All of the carrying becomes normal, and any mother of young children will tell you that when their arms aren’t overflowing with babies, car seats, strollers, or stuffed lovies, something feels wrong… almost like you have forgotten to put your second shoe on. I marvel now at the strength and balance I had when I was able to remove and open a heavy double stroller from the back of the car with one hand, while holding a crying baby and trying to keep a physical touch on his rambunctious older brother with any part of my body that was available. Never again will I have the strong, chiseled arms I had then that sadly went unnoticed, simply because they were a side effect, not a goal, and something that I had no time to give importance to. Even lifting weights 3 times a week with a personal trainer not that long ago couldn’t bring them back to their glory days. Funny how things work.
As much as I juggled, schlepped, and complained, the day came when I realized that my arms were swinging back and forth as I walked…back and forth and strangely empty.
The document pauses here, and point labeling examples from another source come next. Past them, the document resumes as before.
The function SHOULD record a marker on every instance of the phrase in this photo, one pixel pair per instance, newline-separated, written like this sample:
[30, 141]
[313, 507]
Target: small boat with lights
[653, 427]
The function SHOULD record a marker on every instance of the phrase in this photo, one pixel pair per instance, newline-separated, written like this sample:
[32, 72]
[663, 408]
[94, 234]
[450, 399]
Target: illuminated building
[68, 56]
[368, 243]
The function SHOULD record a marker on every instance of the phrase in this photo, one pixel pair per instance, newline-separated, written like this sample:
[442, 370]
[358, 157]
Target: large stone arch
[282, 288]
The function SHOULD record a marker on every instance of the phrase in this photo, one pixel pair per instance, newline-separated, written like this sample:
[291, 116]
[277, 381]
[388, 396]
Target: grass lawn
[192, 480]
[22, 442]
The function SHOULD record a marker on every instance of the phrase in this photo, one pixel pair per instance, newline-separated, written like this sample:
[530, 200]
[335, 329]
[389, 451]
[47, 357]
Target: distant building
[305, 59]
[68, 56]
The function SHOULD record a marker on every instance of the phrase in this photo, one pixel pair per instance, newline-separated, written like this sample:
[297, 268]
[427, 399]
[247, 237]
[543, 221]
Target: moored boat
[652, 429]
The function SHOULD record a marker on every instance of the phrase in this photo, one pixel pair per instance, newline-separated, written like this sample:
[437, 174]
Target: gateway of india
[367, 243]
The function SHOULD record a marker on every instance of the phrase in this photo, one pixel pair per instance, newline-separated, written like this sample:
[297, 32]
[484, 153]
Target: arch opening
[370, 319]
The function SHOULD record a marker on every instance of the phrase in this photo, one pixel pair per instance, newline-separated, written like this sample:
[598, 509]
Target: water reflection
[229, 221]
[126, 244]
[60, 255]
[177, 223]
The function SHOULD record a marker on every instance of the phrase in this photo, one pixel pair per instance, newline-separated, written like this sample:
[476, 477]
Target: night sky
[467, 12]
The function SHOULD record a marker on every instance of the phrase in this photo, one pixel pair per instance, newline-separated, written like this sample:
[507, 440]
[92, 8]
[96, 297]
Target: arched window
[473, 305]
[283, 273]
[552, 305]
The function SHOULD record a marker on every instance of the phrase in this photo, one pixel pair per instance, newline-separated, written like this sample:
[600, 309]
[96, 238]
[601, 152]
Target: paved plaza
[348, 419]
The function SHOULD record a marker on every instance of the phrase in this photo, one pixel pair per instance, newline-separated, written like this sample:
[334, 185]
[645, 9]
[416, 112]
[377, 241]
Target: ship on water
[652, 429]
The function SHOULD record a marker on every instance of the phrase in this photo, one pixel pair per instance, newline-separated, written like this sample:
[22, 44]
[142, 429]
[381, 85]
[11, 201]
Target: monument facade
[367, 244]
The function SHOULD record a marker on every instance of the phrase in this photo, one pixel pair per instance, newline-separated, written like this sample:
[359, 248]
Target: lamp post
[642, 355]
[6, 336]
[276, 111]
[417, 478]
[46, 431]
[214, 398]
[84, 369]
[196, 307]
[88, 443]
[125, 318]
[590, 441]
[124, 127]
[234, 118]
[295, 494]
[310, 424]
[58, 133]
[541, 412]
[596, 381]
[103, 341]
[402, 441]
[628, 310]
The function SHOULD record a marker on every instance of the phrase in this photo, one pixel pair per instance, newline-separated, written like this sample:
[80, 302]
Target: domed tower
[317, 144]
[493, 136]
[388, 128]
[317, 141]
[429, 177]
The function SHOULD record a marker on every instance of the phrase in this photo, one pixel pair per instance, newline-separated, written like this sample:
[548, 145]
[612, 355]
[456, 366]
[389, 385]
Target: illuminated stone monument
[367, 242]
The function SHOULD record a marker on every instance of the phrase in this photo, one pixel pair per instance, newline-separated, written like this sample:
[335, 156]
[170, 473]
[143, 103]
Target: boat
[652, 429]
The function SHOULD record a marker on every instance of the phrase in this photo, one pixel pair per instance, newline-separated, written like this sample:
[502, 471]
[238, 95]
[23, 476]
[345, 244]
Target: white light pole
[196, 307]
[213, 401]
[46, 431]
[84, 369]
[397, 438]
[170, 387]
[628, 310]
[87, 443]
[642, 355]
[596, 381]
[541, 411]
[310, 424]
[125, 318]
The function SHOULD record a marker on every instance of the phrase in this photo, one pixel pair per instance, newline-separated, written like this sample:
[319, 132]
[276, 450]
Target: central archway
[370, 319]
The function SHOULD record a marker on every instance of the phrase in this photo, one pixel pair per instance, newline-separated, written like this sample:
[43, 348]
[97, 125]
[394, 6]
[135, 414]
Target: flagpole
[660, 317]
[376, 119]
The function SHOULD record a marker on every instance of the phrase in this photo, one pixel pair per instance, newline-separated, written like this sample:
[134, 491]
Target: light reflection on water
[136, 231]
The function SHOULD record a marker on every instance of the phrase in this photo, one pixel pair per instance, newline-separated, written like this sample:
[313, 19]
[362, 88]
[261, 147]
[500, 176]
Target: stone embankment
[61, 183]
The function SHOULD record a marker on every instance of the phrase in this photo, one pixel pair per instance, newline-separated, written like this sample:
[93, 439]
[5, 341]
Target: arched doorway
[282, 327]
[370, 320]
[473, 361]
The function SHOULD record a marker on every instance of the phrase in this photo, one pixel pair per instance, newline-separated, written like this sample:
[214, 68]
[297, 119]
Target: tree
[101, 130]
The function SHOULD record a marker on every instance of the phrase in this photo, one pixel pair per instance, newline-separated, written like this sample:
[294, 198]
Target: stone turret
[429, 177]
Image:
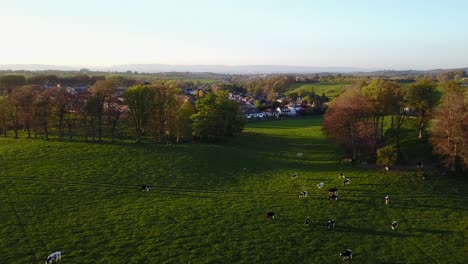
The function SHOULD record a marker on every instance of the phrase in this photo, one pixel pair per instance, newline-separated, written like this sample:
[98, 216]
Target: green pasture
[208, 203]
[329, 89]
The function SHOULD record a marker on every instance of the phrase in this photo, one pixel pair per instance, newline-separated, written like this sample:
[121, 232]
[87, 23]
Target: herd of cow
[333, 196]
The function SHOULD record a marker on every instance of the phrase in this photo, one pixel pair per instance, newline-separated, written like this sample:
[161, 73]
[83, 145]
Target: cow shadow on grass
[372, 232]
[432, 231]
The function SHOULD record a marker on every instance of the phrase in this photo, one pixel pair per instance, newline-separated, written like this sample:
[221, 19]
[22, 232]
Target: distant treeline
[95, 108]
[368, 118]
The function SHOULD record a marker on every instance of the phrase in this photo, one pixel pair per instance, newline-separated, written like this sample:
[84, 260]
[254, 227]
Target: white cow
[56, 256]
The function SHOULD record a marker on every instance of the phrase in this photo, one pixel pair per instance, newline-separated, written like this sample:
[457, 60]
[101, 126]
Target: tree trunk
[114, 125]
[46, 126]
[382, 128]
[85, 123]
[3, 113]
[70, 132]
[28, 128]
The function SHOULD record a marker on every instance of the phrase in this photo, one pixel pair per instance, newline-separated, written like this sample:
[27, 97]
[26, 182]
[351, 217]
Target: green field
[208, 203]
[329, 89]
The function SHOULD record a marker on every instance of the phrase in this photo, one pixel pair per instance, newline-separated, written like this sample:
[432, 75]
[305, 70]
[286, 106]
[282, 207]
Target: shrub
[387, 155]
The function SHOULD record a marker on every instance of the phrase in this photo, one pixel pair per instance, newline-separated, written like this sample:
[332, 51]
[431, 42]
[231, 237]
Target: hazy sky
[393, 34]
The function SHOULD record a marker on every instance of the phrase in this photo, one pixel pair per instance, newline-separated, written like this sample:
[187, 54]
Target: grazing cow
[271, 215]
[330, 224]
[420, 165]
[56, 256]
[347, 254]
[333, 197]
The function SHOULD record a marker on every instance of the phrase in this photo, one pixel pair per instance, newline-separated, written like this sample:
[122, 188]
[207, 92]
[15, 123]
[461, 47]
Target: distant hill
[158, 68]
[224, 69]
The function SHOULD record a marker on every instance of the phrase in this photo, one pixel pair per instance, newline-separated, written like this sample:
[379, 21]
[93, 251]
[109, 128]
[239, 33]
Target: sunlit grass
[208, 203]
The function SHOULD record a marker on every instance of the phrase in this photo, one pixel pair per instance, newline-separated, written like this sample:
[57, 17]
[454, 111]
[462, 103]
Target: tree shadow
[373, 232]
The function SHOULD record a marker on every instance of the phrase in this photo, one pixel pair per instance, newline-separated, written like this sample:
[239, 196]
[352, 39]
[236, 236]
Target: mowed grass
[208, 203]
[329, 89]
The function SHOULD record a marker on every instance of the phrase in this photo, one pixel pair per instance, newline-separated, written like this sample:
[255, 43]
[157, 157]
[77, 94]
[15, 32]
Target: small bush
[387, 155]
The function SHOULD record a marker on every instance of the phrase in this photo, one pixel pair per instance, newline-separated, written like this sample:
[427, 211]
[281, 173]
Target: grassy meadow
[331, 90]
[208, 203]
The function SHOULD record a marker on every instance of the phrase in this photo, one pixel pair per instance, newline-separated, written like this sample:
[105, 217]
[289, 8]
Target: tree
[382, 95]
[449, 130]
[140, 100]
[217, 118]
[7, 84]
[387, 155]
[347, 122]
[165, 102]
[101, 91]
[59, 101]
[42, 108]
[423, 97]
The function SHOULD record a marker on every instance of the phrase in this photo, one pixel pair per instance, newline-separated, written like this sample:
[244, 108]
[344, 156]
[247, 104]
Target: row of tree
[371, 115]
[156, 111]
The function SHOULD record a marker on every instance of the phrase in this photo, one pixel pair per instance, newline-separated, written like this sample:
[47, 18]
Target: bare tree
[449, 132]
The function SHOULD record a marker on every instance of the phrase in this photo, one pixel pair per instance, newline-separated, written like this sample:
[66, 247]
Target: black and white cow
[420, 165]
[330, 224]
[271, 215]
[56, 256]
[333, 197]
[347, 254]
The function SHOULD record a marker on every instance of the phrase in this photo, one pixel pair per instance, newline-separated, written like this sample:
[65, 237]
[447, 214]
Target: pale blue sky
[394, 34]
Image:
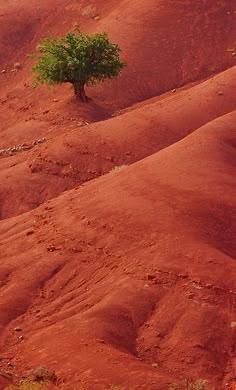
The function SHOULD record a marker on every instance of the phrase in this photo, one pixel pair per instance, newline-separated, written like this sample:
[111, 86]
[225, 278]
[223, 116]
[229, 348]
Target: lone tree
[79, 59]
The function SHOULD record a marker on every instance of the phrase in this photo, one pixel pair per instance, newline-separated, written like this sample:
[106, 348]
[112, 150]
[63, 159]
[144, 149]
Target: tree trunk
[80, 92]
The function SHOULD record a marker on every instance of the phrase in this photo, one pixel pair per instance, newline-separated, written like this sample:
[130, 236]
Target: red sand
[128, 278]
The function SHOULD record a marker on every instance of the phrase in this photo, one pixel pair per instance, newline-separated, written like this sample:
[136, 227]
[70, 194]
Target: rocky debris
[151, 276]
[21, 147]
[17, 329]
[17, 65]
[41, 374]
[53, 248]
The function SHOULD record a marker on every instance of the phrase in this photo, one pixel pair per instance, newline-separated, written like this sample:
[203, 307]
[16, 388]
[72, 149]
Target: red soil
[127, 279]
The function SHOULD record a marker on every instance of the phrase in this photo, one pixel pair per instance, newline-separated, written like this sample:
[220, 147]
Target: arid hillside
[118, 216]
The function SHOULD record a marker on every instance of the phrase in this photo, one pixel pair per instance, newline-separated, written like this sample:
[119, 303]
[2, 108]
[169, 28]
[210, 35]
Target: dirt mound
[73, 154]
[165, 43]
[131, 278]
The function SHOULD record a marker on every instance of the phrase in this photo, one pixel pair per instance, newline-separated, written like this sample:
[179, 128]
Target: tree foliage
[79, 59]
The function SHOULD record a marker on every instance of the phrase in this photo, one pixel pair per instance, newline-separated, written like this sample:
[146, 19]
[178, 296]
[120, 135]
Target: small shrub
[79, 59]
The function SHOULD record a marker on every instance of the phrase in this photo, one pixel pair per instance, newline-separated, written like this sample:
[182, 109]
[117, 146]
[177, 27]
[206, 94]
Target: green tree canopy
[79, 59]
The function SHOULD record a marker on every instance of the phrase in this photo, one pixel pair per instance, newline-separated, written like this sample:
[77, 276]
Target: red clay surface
[128, 277]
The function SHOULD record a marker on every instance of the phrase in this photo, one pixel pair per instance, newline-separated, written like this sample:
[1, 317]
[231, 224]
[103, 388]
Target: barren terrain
[118, 217]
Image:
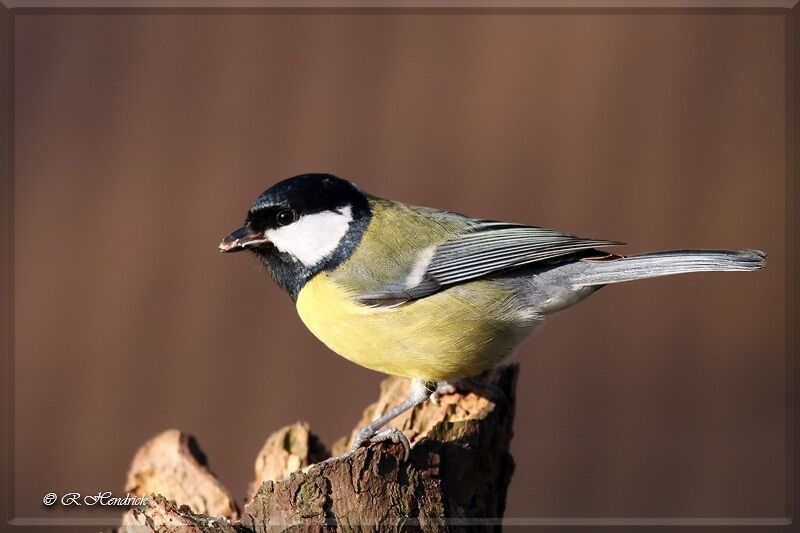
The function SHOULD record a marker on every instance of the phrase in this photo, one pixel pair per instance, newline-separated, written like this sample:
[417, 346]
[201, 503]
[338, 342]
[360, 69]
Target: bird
[426, 294]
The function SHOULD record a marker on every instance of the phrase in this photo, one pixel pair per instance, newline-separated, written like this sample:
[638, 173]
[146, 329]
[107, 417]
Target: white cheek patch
[312, 238]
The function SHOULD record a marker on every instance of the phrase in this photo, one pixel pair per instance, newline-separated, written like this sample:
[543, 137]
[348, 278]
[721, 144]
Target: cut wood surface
[456, 475]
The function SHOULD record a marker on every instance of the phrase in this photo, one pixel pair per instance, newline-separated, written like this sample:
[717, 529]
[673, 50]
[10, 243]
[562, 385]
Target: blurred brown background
[141, 140]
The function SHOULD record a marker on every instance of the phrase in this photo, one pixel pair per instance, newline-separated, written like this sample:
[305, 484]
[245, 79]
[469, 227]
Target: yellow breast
[454, 333]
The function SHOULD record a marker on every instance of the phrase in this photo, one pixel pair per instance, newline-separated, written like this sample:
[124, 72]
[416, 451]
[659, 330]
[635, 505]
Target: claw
[396, 436]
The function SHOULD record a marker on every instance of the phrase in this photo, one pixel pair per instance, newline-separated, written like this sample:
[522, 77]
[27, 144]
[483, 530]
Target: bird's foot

It felt surprisingly freeing, yet not quite normal, and with a lingering sense of having forgotten something. Holding my kids and their belongings gave me a sense of control and security and comfort as all I had to do was look down and it would all be right there-right there in my tired, but contentedly filled arms. When the babies, toddlers, crying children, and armloads of stuff no longer needed to be carried, that was when the real heavy lifting began. This was the part that no one told me about. This was the part that even the well-toned and strong arms wouldn’t be able to help me with. This was the part when my arms set down the physical loads and my heart stepped in to carry the load.
In our ever-expanding hearts, we hold the hopes, the tears, the joys, the fears, the desires, and every memory, both the good ones and the not-so-good ones. Unlike our limited arms, our hearts are limitless and seem to expand with ease to make room for more memories, more touching moments, more feelings that you want to hold close. I’ve come to realize, after saying goodbye to my children so many times, that I must honor, respect, and hold tight to what I can no longer carry in my arms, but now hold in my heart. Although it’s not a load that can be felt physically, its presence is as present as my breath, my pulse, my being.
I’ve been reminded twice in the past month, while carrying the boxed belongings of two of my kids and their spouses, that the carrying doesn’t truly ever end; it just changes. Although most of the load I’ve carried since my children reached adulthood hasn’t been carried in cardboard boxes, but rather in my heart, there are still times when I get to re-exercise my carrying muscles, and honestly, it feels nostalgically wonderful. But kids, six times in three years is enough! Any more than that, and I’ll have to enforce my “catchers don’t carry” rule (which you’ll wisely read as “don’t worry, she’ll still help us move our stuff”…). You know me well. Of course I will.